Analog zur gesellschaftlichen Relevanz der verhandelten Themen war auch die Politiker:innen-Dichte wieder relativ hoch. Nachdem im letzten Jahr unter anderem Bundeskanzler Olaf Scholz zu Gast war, waren in diesem Jahr mit Volker Wissing, Christian Linder und Robert Habeck gleich drei Bundesminister zu Talk-Runden auf der #rp23. Während ersterer im Gespräch mit re:publica-Mitgründer Markus Beckedahl wortreich darzustellen versuchte, dass die Digitalstrategie der Bundesregierung vorankommt, wurde zweiterer für sein Festhalten an Kürzungsplänen ausgebuht. Hingegen erhielt Wirtschaftsminister Habeck im Gespräch mit Johnny Häusler für seine ehrliche Bestandsaufnahme von Defiziten in der ökologischen Wende sowie sein Ringen um eine positive Aufmerksamkeitsökonomie – „Wollen wir Geschichten des Scheiterns erzählen oder wollen wir einen guten Beitrag leisten?“ – reichlich Applaus.

Die re:publica24 findet vom 27. bis 29. Mai 2024 nach zwei Jahren in der Arena Berlin wieder in der Station Lounge am Gleisdreieck statt. Die Organisator:innen benannten als Grund dafür unter anderem den Wunsch nach mehr größeren, akustisch voneinander getrennten Räumen.

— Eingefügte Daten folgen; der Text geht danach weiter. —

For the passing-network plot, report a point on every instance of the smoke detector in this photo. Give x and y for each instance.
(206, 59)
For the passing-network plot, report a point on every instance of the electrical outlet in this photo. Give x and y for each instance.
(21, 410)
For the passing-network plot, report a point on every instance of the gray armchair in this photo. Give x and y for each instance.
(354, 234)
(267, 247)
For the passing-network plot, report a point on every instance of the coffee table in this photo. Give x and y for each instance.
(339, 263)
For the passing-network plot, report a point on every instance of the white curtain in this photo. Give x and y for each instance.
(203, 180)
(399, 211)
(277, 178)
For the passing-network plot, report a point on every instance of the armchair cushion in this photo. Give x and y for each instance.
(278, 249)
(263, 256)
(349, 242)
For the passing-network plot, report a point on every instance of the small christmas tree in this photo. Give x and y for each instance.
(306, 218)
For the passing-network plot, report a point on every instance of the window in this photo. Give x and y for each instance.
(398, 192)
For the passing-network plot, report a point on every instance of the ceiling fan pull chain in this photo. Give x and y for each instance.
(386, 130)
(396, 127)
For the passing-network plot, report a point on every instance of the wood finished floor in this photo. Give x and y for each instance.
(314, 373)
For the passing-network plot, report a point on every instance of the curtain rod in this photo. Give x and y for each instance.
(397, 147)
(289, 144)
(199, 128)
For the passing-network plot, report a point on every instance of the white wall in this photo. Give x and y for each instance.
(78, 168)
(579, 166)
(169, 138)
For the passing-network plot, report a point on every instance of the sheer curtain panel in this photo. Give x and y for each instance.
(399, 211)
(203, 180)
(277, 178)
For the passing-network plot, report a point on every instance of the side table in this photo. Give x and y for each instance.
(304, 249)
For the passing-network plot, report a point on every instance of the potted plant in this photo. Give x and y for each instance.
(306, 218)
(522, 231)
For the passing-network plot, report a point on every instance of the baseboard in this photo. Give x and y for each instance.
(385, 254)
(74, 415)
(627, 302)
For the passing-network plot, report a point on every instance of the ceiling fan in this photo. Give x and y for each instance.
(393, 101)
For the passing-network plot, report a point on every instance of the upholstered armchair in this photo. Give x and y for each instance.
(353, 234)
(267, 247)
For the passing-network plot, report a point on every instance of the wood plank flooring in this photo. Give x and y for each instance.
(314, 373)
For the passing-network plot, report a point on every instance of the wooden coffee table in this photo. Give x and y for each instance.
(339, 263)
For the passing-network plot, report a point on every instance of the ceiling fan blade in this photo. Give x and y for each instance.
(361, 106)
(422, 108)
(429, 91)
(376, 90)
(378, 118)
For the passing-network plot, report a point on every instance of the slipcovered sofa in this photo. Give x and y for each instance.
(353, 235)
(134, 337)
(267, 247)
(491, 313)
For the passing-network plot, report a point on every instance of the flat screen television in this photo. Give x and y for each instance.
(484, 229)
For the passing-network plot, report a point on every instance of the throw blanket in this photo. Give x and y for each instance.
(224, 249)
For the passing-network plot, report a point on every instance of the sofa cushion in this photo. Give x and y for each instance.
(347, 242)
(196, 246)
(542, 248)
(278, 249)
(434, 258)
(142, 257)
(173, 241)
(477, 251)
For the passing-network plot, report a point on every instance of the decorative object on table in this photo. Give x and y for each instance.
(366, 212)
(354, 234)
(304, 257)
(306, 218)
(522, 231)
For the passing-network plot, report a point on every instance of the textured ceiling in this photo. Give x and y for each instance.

Wünschenswert wäre außerdem, dass die Räume für Austausch und Workshops ebenfalls mehr Platz erhalten, denn die waren bei der #rp23 häufig überfüllt und akustisch schwierig. Interessant wird darüber hinaus zu beobachten sein, wie sich die re:publica weiter verändert. Denn die Breite der dort verhandelten Themen ist der gesellschaftlichen Entwicklung geschuldet. Das zunehmend generationenübergreifende Publikum zeigt die Akzeptanz der Veranstaltung. Damit stellt sich aber auch die Frage der Finanzierung wieder neu; mehr Veranstaltungen seitens der (geldgebenden) Partner waren schon diesmal zu verzeichnen. Bleibt zu hoffen, dass die hohe Professionalität der Organisation und Durchführung bei einer durchweg angenehmen, wertschätzenden und freundlichen Atmosphäre auch bei einem weiteren Anwachsen erhalten bleibt.